- Born: June 1, 1928 Los Angeles, California
- Died: December 3, 2018 (aged 90) Columbus, Ohio
- Education: University of California, Los Angeles (A.B., M.A., Ph.D.)
- Known for: Box-Muller transform
- Scientific career
- Thesis: Some Monte Carlo Methods for the Dirichlet Problem
- Doctoral advisor: George William Brown

= Mervin E. Muller =

American computer scientist

Mervin Edgar Muller (1 June 1928 – 3 December 2018) was an American computer scientist and mathematician. The Box–Muller transform is named after him.

==Biography==
Muller was born in Hollywood, Los Angeles, on 1 June 1928, as one of four sons to parents Emanuel and Bertha Muller. His parents were both immigrants from Hungary. He studied mathematics at the University of California, Los Angeles, earning a Ph.D. in 1954 under the supervision of George William Brown.

Muller worked for IBM in New York, and later, fifteen years with the World Bank in Washington, D. C.

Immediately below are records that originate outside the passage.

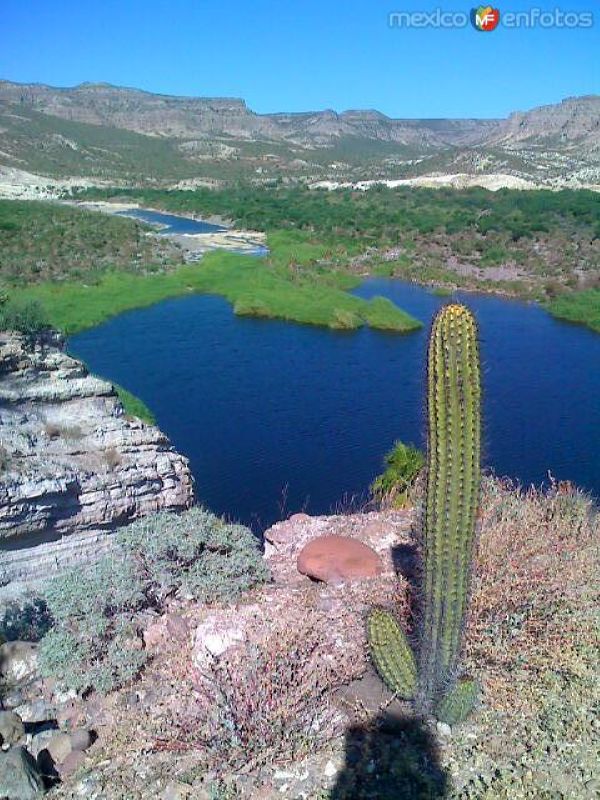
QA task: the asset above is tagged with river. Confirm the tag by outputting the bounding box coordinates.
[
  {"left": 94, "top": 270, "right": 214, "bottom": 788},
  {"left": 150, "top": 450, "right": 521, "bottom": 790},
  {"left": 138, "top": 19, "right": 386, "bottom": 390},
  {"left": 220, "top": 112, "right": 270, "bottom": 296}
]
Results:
[{"left": 69, "top": 212, "right": 600, "bottom": 530}]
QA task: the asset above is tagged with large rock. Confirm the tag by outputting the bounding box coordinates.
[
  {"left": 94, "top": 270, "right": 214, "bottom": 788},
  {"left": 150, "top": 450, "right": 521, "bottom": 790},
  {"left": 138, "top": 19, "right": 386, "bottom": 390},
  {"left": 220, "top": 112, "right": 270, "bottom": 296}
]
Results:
[
  {"left": 297, "top": 534, "right": 383, "bottom": 583},
  {"left": 0, "top": 332, "right": 193, "bottom": 580},
  {"left": 0, "top": 747, "right": 44, "bottom": 800}
]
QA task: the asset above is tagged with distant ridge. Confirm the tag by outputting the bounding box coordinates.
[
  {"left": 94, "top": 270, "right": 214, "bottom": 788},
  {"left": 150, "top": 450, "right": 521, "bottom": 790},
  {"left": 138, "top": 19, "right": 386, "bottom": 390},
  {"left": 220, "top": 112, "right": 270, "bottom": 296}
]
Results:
[{"left": 0, "top": 80, "right": 600, "bottom": 184}]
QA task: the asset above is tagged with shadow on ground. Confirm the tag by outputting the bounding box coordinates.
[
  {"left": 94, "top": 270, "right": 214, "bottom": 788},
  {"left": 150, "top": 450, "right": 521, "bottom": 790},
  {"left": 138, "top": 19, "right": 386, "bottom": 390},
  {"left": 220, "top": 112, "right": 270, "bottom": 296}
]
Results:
[{"left": 329, "top": 714, "right": 449, "bottom": 800}]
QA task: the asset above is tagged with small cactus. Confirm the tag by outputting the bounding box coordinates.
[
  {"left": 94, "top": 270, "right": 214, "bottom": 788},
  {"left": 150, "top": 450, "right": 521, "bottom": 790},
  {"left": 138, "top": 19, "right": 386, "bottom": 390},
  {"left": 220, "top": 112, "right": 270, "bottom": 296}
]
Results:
[
  {"left": 435, "top": 679, "right": 479, "bottom": 725},
  {"left": 367, "top": 609, "right": 417, "bottom": 700}
]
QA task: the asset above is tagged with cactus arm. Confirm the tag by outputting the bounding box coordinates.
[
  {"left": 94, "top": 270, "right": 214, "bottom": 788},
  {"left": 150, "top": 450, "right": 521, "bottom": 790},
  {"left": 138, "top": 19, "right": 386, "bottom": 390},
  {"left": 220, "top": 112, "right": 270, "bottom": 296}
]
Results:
[
  {"left": 367, "top": 609, "right": 417, "bottom": 700},
  {"left": 435, "top": 679, "right": 479, "bottom": 725}
]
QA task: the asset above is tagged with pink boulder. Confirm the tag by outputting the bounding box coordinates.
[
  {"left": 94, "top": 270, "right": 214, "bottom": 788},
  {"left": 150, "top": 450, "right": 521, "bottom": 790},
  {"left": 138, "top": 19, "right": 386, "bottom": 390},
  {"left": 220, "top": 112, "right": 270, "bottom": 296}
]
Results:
[{"left": 297, "top": 535, "right": 383, "bottom": 583}]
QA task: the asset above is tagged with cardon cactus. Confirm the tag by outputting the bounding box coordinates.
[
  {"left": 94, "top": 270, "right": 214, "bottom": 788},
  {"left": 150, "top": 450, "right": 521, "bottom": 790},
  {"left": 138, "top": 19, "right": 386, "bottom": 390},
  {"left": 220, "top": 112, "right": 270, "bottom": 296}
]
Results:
[
  {"left": 368, "top": 609, "right": 417, "bottom": 700},
  {"left": 368, "top": 304, "right": 481, "bottom": 718},
  {"left": 419, "top": 304, "right": 481, "bottom": 700}
]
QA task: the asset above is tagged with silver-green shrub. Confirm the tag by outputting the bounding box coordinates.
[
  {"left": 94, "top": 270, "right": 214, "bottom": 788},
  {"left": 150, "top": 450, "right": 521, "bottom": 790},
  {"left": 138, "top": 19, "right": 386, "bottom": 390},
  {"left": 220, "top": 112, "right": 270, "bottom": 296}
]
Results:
[{"left": 40, "top": 508, "right": 269, "bottom": 692}]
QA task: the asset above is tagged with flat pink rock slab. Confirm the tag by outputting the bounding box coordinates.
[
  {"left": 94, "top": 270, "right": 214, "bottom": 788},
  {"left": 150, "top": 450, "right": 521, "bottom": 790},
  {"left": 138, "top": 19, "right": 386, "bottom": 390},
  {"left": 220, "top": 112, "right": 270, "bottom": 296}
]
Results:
[{"left": 297, "top": 534, "right": 383, "bottom": 583}]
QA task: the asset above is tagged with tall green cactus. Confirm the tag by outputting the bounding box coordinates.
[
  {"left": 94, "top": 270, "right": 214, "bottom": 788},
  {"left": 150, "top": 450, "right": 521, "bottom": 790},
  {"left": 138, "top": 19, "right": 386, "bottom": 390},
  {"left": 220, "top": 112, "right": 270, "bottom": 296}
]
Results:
[
  {"left": 369, "top": 304, "right": 481, "bottom": 710},
  {"left": 419, "top": 304, "right": 481, "bottom": 699}
]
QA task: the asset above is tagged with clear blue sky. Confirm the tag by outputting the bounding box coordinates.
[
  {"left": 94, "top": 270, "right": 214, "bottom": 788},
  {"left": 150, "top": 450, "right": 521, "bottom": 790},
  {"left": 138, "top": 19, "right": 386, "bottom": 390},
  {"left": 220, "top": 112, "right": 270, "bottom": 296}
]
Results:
[{"left": 0, "top": 0, "right": 600, "bottom": 117}]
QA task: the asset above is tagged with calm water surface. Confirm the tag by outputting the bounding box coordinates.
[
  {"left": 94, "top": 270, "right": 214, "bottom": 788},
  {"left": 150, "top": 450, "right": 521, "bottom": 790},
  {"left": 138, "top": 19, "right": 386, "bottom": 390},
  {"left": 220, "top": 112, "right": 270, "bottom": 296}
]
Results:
[
  {"left": 117, "top": 208, "right": 227, "bottom": 235},
  {"left": 70, "top": 279, "right": 600, "bottom": 530}
]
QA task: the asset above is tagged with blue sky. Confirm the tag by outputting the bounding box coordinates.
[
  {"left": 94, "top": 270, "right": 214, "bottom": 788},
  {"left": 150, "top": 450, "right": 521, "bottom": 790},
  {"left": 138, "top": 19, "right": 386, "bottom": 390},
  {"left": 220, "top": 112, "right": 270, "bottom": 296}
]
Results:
[{"left": 0, "top": 0, "right": 600, "bottom": 117}]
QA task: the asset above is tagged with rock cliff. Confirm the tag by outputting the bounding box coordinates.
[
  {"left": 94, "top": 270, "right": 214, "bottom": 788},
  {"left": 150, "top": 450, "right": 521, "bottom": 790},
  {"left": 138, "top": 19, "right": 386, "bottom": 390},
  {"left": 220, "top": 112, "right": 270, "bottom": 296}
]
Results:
[{"left": 0, "top": 333, "right": 193, "bottom": 581}]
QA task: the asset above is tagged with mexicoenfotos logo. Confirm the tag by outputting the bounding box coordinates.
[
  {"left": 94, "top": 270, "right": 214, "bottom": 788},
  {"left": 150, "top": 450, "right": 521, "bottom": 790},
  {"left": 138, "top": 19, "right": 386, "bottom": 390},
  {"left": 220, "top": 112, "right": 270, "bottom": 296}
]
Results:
[
  {"left": 388, "top": 6, "right": 594, "bottom": 33},
  {"left": 471, "top": 6, "right": 500, "bottom": 31}
]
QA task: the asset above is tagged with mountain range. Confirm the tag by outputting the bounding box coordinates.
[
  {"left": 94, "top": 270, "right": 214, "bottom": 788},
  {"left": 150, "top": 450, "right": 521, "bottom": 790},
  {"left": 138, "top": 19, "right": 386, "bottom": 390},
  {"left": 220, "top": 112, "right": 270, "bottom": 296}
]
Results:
[{"left": 0, "top": 81, "right": 600, "bottom": 183}]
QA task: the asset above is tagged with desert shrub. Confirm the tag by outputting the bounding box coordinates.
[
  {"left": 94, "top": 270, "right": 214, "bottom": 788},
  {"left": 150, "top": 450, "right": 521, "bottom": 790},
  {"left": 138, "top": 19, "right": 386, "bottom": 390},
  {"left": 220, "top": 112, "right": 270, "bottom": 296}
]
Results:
[
  {"left": 0, "top": 298, "right": 48, "bottom": 335},
  {"left": 467, "top": 478, "right": 600, "bottom": 710},
  {"left": 40, "top": 508, "right": 268, "bottom": 692},
  {"left": 102, "top": 447, "right": 123, "bottom": 471},
  {"left": 371, "top": 442, "right": 425, "bottom": 507},
  {"left": 118, "top": 508, "right": 268, "bottom": 603},
  {"left": 188, "top": 615, "right": 345, "bottom": 769},
  {"left": 0, "top": 597, "right": 52, "bottom": 642},
  {"left": 0, "top": 444, "right": 10, "bottom": 474}
]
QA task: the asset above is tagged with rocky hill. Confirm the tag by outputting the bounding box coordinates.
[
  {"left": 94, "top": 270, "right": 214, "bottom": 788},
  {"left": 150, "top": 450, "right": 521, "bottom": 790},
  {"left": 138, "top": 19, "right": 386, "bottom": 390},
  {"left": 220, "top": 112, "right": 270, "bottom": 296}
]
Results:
[
  {"left": 0, "top": 81, "right": 600, "bottom": 184},
  {"left": 0, "top": 333, "right": 193, "bottom": 581}
]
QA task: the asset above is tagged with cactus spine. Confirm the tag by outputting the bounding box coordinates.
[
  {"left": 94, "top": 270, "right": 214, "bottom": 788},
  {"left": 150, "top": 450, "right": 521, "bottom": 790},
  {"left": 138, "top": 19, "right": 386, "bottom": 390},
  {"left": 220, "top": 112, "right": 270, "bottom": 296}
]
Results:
[
  {"left": 368, "top": 609, "right": 417, "bottom": 700},
  {"left": 368, "top": 304, "right": 481, "bottom": 720},
  {"left": 419, "top": 304, "right": 481, "bottom": 700}
]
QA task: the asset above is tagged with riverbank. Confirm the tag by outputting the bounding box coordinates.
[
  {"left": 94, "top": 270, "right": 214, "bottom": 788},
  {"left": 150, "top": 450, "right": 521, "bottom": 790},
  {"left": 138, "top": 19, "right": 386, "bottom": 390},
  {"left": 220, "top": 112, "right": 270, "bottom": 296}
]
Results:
[
  {"left": 10, "top": 252, "right": 421, "bottom": 334},
  {"left": 78, "top": 185, "right": 600, "bottom": 330}
]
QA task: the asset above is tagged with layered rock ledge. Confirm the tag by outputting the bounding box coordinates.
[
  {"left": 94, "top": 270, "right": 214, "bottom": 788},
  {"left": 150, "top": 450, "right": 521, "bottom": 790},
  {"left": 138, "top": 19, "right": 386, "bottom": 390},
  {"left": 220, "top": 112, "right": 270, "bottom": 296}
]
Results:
[{"left": 0, "top": 332, "right": 194, "bottom": 582}]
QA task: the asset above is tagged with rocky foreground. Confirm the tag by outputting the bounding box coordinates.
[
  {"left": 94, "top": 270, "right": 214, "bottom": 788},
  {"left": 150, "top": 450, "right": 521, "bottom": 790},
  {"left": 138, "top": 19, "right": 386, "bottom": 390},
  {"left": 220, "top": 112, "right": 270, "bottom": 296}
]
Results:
[
  {"left": 0, "top": 332, "right": 193, "bottom": 583},
  {"left": 0, "top": 481, "right": 600, "bottom": 800}
]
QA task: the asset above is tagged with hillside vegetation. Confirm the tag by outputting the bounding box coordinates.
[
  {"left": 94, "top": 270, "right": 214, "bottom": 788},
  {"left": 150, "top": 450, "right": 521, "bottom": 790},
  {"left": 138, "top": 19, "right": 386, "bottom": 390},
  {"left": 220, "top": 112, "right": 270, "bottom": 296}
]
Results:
[
  {"left": 0, "top": 200, "right": 180, "bottom": 285},
  {"left": 0, "top": 201, "right": 421, "bottom": 333},
  {"left": 76, "top": 185, "right": 600, "bottom": 328}
]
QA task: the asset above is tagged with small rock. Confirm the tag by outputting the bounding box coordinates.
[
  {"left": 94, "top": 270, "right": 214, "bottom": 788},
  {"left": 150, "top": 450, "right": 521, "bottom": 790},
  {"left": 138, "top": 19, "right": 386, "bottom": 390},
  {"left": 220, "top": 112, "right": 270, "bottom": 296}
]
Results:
[
  {"left": 14, "top": 700, "right": 56, "bottom": 722},
  {"left": 0, "top": 747, "right": 44, "bottom": 800},
  {"left": 52, "top": 689, "right": 77, "bottom": 705},
  {"left": 323, "top": 759, "right": 338, "bottom": 778},
  {"left": 296, "top": 535, "right": 383, "bottom": 583},
  {"left": 56, "top": 750, "right": 85, "bottom": 779},
  {"left": 2, "top": 689, "right": 24, "bottom": 711},
  {"left": 46, "top": 732, "right": 73, "bottom": 764},
  {"left": 29, "top": 728, "right": 56, "bottom": 758},
  {"left": 69, "top": 728, "right": 93, "bottom": 751},
  {"left": 0, "top": 642, "right": 38, "bottom": 683},
  {"left": 0, "top": 711, "right": 25, "bottom": 745}
]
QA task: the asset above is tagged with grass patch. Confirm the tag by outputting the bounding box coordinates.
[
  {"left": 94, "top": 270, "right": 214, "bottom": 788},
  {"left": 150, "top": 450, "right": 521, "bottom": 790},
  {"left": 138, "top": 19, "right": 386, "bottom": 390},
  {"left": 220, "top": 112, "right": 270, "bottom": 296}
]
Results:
[
  {"left": 13, "top": 245, "right": 421, "bottom": 334},
  {"left": 546, "top": 289, "right": 600, "bottom": 333},
  {"left": 0, "top": 200, "right": 181, "bottom": 285},
  {"left": 113, "top": 383, "right": 156, "bottom": 425}
]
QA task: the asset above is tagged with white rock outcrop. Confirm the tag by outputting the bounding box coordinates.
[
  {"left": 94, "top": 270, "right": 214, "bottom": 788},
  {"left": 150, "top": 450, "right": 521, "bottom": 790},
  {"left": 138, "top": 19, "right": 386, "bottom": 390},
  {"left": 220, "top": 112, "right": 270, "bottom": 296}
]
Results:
[{"left": 0, "top": 332, "right": 194, "bottom": 581}]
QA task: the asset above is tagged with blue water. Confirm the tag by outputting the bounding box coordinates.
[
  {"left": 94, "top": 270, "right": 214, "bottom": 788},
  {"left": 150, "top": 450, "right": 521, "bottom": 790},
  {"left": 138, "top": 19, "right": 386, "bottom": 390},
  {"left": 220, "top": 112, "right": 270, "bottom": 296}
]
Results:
[
  {"left": 117, "top": 208, "right": 269, "bottom": 256},
  {"left": 69, "top": 280, "right": 600, "bottom": 530},
  {"left": 117, "top": 208, "right": 227, "bottom": 234}
]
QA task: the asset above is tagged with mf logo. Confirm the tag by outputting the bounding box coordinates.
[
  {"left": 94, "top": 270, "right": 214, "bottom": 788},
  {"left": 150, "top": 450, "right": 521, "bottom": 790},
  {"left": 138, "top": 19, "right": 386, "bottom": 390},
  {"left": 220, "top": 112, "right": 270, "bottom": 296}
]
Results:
[{"left": 471, "top": 6, "right": 500, "bottom": 31}]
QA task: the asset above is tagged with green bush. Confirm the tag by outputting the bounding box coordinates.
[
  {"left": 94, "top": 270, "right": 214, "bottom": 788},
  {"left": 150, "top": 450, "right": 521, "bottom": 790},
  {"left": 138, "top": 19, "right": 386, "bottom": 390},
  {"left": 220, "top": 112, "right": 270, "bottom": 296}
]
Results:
[
  {"left": 371, "top": 442, "right": 425, "bottom": 508},
  {"left": 40, "top": 508, "right": 268, "bottom": 693},
  {"left": 0, "top": 597, "right": 52, "bottom": 642},
  {"left": 0, "top": 296, "right": 48, "bottom": 334}
]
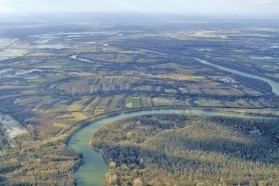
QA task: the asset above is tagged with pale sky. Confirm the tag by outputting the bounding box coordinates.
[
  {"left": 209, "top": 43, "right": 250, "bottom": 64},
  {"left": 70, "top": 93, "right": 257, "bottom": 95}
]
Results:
[{"left": 0, "top": 0, "right": 279, "bottom": 16}]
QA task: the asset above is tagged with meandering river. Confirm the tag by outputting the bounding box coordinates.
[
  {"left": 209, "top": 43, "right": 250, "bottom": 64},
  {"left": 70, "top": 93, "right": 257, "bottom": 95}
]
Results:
[{"left": 68, "top": 109, "right": 272, "bottom": 186}]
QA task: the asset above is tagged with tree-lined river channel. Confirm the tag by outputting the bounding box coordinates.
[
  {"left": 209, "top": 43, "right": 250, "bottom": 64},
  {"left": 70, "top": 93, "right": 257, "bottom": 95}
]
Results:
[{"left": 68, "top": 108, "right": 274, "bottom": 186}]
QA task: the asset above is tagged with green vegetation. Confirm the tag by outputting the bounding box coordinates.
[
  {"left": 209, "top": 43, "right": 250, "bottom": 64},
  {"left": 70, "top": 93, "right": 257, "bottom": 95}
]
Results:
[
  {"left": 0, "top": 16, "right": 279, "bottom": 185},
  {"left": 91, "top": 115, "right": 279, "bottom": 186}
]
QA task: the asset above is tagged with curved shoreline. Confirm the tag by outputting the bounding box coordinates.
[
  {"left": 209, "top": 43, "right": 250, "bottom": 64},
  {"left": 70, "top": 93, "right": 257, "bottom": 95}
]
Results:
[{"left": 67, "top": 108, "right": 276, "bottom": 185}]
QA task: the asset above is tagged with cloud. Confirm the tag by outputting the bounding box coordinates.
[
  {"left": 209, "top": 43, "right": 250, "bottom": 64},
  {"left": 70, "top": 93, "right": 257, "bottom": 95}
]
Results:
[
  {"left": 258, "top": 0, "right": 274, "bottom": 5},
  {"left": 0, "top": 0, "right": 279, "bottom": 15}
]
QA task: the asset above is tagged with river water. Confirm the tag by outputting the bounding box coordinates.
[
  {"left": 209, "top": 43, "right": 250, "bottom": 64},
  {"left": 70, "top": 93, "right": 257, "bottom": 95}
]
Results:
[{"left": 68, "top": 109, "right": 272, "bottom": 186}]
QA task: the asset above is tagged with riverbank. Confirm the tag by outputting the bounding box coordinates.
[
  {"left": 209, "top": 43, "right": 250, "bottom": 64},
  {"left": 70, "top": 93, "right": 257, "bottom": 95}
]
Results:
[
  {"left": 0, "top": 113, "right": 26, "bottom": 139},
  {"left": 67, "top": 108, "right": 278, "bottom": 186}
]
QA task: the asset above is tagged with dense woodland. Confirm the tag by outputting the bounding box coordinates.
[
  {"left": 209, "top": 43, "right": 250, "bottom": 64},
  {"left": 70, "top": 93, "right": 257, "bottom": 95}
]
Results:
[{"left": 91, "top": 115, "right": 279, "bottom": 186}]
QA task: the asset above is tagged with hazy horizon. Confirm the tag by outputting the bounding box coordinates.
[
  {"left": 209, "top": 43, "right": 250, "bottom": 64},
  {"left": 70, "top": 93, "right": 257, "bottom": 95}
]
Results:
[{"left": 0, "top": 0, "right": 279, "bottom": 17}]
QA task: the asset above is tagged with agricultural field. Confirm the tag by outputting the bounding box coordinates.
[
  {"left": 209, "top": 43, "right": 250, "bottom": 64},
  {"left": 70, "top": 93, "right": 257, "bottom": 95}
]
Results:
[{"left": 0, "top": 15, "right": 279, "bottom": 185}]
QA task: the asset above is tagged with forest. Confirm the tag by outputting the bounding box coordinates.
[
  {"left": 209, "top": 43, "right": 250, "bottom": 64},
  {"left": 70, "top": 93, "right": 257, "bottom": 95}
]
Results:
[{"left": 91, "top": 114, "right": 279, "bottom": 186}]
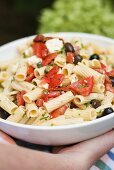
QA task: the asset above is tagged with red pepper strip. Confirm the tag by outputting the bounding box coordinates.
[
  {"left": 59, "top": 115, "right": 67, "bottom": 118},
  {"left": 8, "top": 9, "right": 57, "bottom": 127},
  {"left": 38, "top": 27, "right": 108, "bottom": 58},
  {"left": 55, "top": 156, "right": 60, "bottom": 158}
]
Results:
[
  {"left": 33, "top": 34, "right": 45, "bottom": 43},
  {"left": 27, "top": 66, "right": 34, "bottom": 75},
  {"left": 25, "top": 66, "right": 34, "bottom": 82},
  {"left": 66, "top": 52, "right": 74, "bottom": 64},
  {"left": 94, "top": 63, "right": 106, "bottom": 74},
  {"left": 25, "top": 73, "right": 34, "bottom": 82},
  {"left": 105, "top": 83, "right": 114, "bottom": 93},
  {"left": 42, "top": 53, "right": 57, "bottom": 66},
  {"left": 105, "top": 70, "right": 114, "bottom": 83},
  {"left": 40, "top": 77, "right": 50, "bottom": 85},
  {"left": 50, "top": 105, "right": 67, "bottom": 119},
  {"left": 36, "top": 99, "right": 43, "bottom": 107},
  {"left": 48, "top": 85, "right": 70, "bottom": 91},
  {"left": 16, "top": 90, "right": 26, "bottom": 106},
  {"left": 46, "top": 66, "right": 59, "bottom": 78},
  {"left": 42, "top": 91, "right": 61, "bottom": 102},
  {"left": 32, "top": 42, "right": 48, "bottom": 59},
  {"left": 49, "top": 74, "right": 64, "bottom": 88},
  {"left": 70, "top": 76, "right": 94, "bottom": 96}
]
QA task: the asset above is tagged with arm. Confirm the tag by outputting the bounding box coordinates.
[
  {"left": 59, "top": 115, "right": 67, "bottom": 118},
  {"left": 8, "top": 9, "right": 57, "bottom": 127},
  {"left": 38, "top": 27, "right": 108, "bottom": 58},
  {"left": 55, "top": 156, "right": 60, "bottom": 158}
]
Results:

He taught at UCLA, Cornell University, Princeton University, George Mason University, and the University of Wisconsin–Madison before joining the faculty of Ohio State University, where he retired as Robert Critchfield Professor of Engineering.

He has three sons with his wife, Barbara McAdam Muller. He died in Columbus, Ohio, on 3 December 2018, aged 90.

==Honors and awards==
He was elected a fellow of the American Statistical Association in 1975. He was also the founding president of the International Association of Statistical Computing.